In der Nähe der einstigen Inselhauptstadt Soufriere ragen die beiden fast 800 Meter hohen Pitons auf. Die Bergkuppen aus Lavagestein bilden den Mittelpunkt der Pitons Management Area, eines 3.000 Hektar großen Areals, das eine Vielfalt von Ökosystemen beherbergt und UNESCO-Naturerbe ist. Die beiden Vulkankegel Petit Piton (743 m) und Gros Piton (770 m) erinnern an Zuckerhüte und sind die Wahrzeichen von St. Lucia. In den unteren und mittleren Lagen um die Pitons wuchern tropische bzw. subtropische Regenwälder, die in der Höhe in Trockenwald übergehen.

Zu dem Schutzgebiet gehört das urzeitliche Kraterfeld von Sulphur Springs. Die schwefelhaltigen heißen Quellen, die hier aus dem Boden sprudeln, sind eine Touristenattraktion. In riesigen Lettern weist ein Schild am Straßenrand den Weg zum einzigen „Drive-in-Volcano“ der Karibik. An eine Mondlandschaft erinnern die Schwefelquellen, überall brodelt und blubbert es. Aus den Schlammlöchern quillt gelber, stinkender Dampf.
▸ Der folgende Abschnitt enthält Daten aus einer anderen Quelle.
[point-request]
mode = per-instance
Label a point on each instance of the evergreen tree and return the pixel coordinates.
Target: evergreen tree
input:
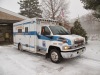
(92, 5)
(78, 30)
(30, 8)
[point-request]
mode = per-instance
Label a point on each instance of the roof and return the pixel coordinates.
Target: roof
(9, 15)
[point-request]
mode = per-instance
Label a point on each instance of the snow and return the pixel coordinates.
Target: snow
(15, 62)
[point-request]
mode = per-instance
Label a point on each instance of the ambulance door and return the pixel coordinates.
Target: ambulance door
(44, 40)
(33, 38)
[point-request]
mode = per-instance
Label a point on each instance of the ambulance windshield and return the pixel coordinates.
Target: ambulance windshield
(59, 30)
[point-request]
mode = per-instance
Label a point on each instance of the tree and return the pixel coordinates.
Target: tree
(30, 8)
(53, 8)
(78, 30)
(93, 5)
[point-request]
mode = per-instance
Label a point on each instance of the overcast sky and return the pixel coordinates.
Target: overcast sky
(75, 7)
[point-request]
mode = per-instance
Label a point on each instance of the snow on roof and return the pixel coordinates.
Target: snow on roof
(12, 13)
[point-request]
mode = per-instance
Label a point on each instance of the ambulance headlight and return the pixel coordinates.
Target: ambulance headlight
(65, 47)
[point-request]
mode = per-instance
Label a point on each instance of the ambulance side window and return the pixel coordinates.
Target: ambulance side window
(45, 31)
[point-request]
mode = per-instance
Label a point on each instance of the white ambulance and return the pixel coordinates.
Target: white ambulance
(46, 37)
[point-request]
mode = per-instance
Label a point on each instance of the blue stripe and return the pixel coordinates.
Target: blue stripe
(25, 23)
(54, 38)
(25, 45)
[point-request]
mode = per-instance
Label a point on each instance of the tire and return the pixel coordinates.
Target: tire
(19, 47)
(55, 56)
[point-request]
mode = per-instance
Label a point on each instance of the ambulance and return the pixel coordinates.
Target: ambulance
(47, 37)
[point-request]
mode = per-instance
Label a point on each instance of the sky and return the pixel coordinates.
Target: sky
(75, 7)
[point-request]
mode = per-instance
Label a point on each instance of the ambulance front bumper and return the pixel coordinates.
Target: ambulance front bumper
(74, 53)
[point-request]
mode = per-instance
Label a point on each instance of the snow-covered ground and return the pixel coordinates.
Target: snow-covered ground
(15, 62)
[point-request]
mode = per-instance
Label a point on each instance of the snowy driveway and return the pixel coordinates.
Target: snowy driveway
(15, 62)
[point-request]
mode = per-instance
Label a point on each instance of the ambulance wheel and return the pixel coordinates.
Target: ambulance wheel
(55, 56)
(19, 47)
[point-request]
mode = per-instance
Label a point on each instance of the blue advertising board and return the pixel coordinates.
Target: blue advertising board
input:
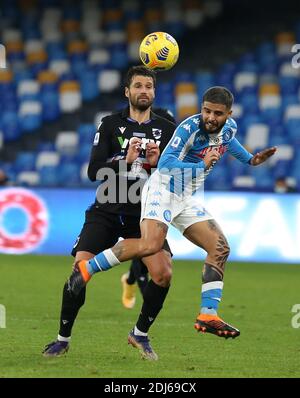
(259, 227)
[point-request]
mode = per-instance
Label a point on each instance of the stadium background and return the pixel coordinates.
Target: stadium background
(64, 68)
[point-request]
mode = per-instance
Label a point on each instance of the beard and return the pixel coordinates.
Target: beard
(141, 104)
(214, 129)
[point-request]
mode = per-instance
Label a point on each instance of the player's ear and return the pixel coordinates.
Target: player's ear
(126, 92)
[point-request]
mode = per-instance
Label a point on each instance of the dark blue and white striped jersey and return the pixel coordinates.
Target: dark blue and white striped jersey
(191, 142)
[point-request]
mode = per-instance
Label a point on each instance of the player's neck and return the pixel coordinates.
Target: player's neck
(139, 116)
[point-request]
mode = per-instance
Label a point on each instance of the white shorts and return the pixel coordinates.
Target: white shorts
(158, 203)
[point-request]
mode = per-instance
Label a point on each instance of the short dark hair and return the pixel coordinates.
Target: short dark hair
(139, 70)
(219, 95)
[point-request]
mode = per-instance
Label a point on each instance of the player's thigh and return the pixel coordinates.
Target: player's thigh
(159, 266)
(207, 235)
(133, 231)
(98, 233)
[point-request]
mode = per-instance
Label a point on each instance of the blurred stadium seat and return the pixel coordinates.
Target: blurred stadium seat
(66, 65)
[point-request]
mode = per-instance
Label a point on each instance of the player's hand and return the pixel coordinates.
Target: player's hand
(211, 157)
(152, 153)
(134, 150)
(262, 156)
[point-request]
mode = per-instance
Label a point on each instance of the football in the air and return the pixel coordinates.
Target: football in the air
(159, 51)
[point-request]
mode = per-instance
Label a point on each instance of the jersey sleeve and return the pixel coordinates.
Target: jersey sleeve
(239, 152)
(102, 151)
(183, 139)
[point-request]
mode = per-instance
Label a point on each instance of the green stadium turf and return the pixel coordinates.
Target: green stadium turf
(258, 299)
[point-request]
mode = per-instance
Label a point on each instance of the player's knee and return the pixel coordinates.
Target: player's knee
(148, 248)
(211, 274)
(163, 275)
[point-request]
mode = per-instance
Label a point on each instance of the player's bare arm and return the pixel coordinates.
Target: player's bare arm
(262, 156)
(134, 150)
(211, 157)
(152, 153)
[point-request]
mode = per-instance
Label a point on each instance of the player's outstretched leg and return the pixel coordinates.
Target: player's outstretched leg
(83, 270)
(142, 343)
(56, 349)
(206, 323)
(208, 235)
(208, 320)
(128, 292)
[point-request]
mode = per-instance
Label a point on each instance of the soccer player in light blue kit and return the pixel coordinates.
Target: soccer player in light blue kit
(171, 196)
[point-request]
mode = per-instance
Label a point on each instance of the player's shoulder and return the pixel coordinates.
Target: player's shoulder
(231, 123)
(164, 122)
(191, 123)
(230, 127)
(109, 119)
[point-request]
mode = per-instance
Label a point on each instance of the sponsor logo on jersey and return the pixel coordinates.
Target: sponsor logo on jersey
(187, 127)
(138, 134)
(155, 203)
(125, 142)
(221, 149)
(156, 133)
(167, 215)
(16, 203)
(176, 142)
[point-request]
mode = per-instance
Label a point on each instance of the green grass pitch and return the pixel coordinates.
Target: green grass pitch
(258, 299)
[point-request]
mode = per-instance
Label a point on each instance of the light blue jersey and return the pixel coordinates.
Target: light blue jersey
(189, 145)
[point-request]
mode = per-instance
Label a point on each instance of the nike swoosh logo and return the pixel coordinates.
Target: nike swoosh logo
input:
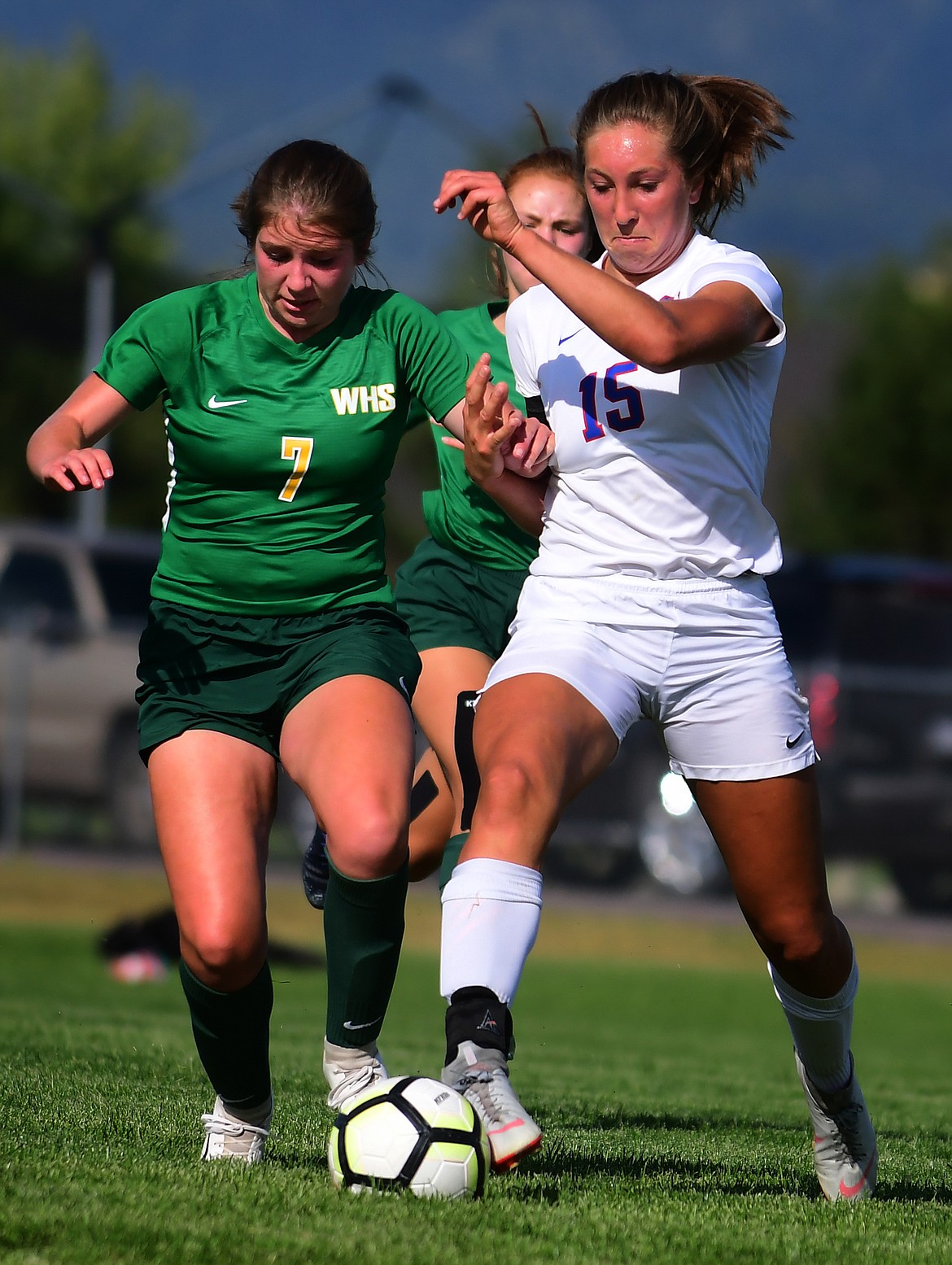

Soufriere ist auch wegen der Diamond Botanical Gardens (diamondstlucia.com) ein beliebtes Ziel von Landausflügen. Hier gibt es einen wunderschönen Garten, mehrere Mineralbäder und einen malerischen Wasserfall. Wer Wasserfälle mag, findet ca. 2,5 Kilometer weiter in den Bergen noch den Toraille Waterfall. Es gibt Umkleidekabinen. Damit man kann sich unter dem Wasserfall fotografieren lassen kann. Der Spaß kostet 3 US Dollar Eintritt.

Sportliche Landausflügler können in der Nähe den Tet Paul Nature Trail (tetpaulnaturetrail.com) in Angriff nehmen. Für eine Runde benötigt man 45 bis 60 Minuten. Unterwegs hat man einen wunderschönen Blick auf die Pitons.